Nature is not the principle of it, but faith; for it is there said, they shall look on me; i.e. believe and mourn. Self is not the end and centre of these sorrows; it is not so much for damning ourselves, as for piercing Christ: “They shall look on me whom they have pierced, and shall mourn;” so that this is sorrow after God, and not a flesh of nature, as discoursed in the former point. Therefore you have cause to bless the Lord, whilst you live for such a special mercy as this is. And

2. As it is the right, so it is the choicest, and most precious gift that can be given you; for it is ranked among the prime mercies of the new covenant, Ezek. 36: 26. This shall be the covenant; “A new heart also will I give you, and a new spirit will I put within you; and I will take away the stony heart out of your flesh, and I will give you an heart of flesh.” What wouldest thou have given sometimes for such a heart as now thou hast, though it be not yet as thou wouldest have it?
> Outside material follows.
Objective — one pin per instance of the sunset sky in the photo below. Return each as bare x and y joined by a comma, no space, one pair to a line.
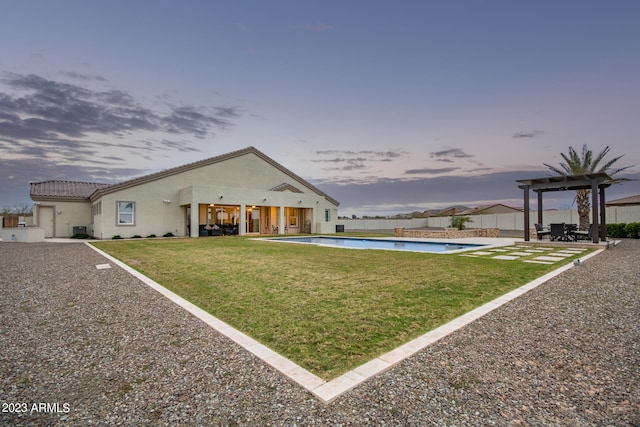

And however you value and esteem it, God himself sets no common value on it: for mark what he saith of it, Psal. 51: 17. “The sacrifices of God are a broken heart: a broken and a contrite spirit, O God, thou wilt not despise;” i. e. God is more delighted with such a heart, than with all the sacrifices in the world; one groan, one tear, flowing from faith, and the spirit of adoption, are more to him, than the cattle upon a thousand hills. And to the same sense he speaks again, Isa. 66: 1, 2. “Thus saith the Lord, The heaven is my throne, and the earth is my footstool, Where is the house that ye build to me? And where is the place of my rest? - But to this man will I look, even to him that is poor, and of a contrite spirit, and trembleth at my word;” q. d. All the magnificent temples and glorious structures in the world, give me no pleasure in comparison of such a broken heart as this.

O then, for ever bless the Lord, that has done that for you, which none else could do, and which he has done but for few besides you.